E. Masyarakat Islami dan Sistem Sosialnya
Masyarakat dapat di definisikan sebagai sekelompok individu yang hidupnya saling berhubungan. Mereka punya keinginan dan kepentingan bersama untuk mewujudkan tujuannya. Masyarakat, sebagaimana ditulis dalam Our Philosopy, dapat terbentuk secara kebetulan (accidental) terkadang pula secara sengaja (intensional). Masyarakat accidental biasanya tidak bertahan lama karena kerjasama yang terjalin antar individu bersifat amat dangkal, parsial, dan waktunya pun singkat. Bebeda dengan masyarakat intensional yang didasari adanya tujuan bersama yang hendak dicapai dimana mereka melakukan kerjasama dan hubungan timbal-balik antar anggota, melakukan pemilihan keanggotaan, bersadarkan prinsip-prinsip dan aturan tertentu yang diterima oleh setiap anggota secara sadar dan penuh pertimbangan. Cara berfikir dan bekerja seorang anggota dapat mempengaruhi nasib anggota lainnya. Mereka pun menetapkan kriteria dan aturan-aturan tertentu menurut keanggotaannya. Model masyarakat semacam ini dapat ditemui dalam institusi sosial, keuangan, politik atau pendidikan.[8]

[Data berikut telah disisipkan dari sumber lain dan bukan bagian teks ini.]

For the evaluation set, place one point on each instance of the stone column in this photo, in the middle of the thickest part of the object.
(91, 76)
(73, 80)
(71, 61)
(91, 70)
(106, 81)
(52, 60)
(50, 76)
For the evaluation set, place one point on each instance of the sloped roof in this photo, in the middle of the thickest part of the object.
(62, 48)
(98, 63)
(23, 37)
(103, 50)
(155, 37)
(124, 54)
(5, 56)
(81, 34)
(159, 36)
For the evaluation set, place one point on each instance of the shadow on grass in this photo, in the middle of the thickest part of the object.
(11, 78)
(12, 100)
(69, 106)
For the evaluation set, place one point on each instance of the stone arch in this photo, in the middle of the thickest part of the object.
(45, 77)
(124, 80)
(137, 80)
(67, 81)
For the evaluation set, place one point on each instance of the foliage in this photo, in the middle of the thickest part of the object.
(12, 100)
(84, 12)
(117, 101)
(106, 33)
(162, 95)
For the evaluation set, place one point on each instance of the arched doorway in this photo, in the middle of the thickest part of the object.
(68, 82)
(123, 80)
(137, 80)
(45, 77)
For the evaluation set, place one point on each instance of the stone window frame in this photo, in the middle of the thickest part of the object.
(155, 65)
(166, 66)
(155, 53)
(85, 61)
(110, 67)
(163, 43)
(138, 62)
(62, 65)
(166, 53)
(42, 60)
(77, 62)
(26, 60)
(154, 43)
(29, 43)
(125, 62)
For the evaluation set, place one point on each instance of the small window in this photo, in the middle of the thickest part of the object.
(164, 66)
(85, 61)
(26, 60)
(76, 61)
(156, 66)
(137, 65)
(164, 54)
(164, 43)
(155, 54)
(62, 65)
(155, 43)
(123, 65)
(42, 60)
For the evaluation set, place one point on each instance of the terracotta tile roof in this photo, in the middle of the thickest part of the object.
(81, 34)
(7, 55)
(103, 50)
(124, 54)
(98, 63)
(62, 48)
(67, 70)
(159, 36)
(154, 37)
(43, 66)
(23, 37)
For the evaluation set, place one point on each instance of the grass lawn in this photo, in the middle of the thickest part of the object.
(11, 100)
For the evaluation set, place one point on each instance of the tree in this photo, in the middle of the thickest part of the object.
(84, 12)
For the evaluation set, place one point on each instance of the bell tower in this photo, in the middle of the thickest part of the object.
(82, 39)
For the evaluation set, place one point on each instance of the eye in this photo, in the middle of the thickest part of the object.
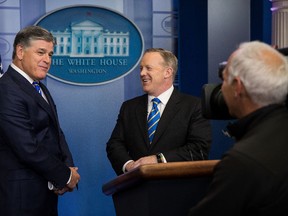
(41, 52)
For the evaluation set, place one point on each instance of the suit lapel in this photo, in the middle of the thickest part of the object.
(169, 113)
(29, 89)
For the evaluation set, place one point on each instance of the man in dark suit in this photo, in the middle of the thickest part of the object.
(182, 133)
(252, 177)
(35, 162)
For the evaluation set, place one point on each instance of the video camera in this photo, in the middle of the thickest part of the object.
(213, 103)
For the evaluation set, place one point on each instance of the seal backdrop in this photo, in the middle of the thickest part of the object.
(95, 45)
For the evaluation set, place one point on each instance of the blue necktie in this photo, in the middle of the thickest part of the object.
(37, 86)
(153, 119)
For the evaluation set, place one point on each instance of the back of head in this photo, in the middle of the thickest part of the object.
(262, 70)
(30, 33)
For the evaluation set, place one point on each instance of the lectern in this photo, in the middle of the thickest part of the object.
(160, 189)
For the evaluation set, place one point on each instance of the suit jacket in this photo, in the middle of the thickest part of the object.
(252, 177)
(33, 149)
(182, 133)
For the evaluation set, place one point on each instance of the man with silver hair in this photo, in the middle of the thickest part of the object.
(252, 177)
(35, 161)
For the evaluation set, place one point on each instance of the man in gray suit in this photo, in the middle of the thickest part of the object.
(35, 161)
(182, 133)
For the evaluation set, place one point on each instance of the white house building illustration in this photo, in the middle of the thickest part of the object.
(89, 39)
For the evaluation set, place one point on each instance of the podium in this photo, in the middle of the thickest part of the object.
(160, 189)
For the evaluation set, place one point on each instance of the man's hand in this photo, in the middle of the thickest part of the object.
(75, 178)
(141, 161)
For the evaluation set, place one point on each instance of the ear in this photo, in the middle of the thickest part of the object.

Islam, sebagai agama universal, meletakkan segala sesuatu bersumber pada Tuhan. Doktrin Islam tentang sumber tertinggi adalah Tuhan dapat ditemui dalam beberapa ayat Allah:”Bagi Allah kerajaan lelangit dan bumi dan Allah amat berkuasa atas segala sesuatu.”(Q.S.3:189), “Baginya kerajaan Lelangit dan bumi dan kepada Allahlah dikembalikan perkara-perkara.”(Q.S.45:7;57:5).
Ekspresi kehendak Tuhan terdapat dalam al-Qur’an, Nabi, para penggantinya dan kepala-kepala politik tidak mempunyai kekuasaan kecuali dengan delegasi (pelimpahan). Karena hukum itu diterapkan bagi semua, tiap mukmin adalah wakil Tuhan dimuka bumi. Mereka yang diberi kekuasaan (Q.S. 4:59), baik kekuasaan spiritual ataupun keduniawian tidak mempunyai kekuasaan mutlak. Mereka hanya bertugas mengatur umat untuk melaksanakan ketentuan hukum. Mereka tidak berhak untuk mengakui “tidak bisa salah” dalam menafsirkan petunjuk-petunjuk Tuhan. Karena hak penafsiran berada dalam konsensus (ijma’) masyarakat dengan tidak akan menuntut suatu kekuasaan duniawi yang tak terbatas.[9]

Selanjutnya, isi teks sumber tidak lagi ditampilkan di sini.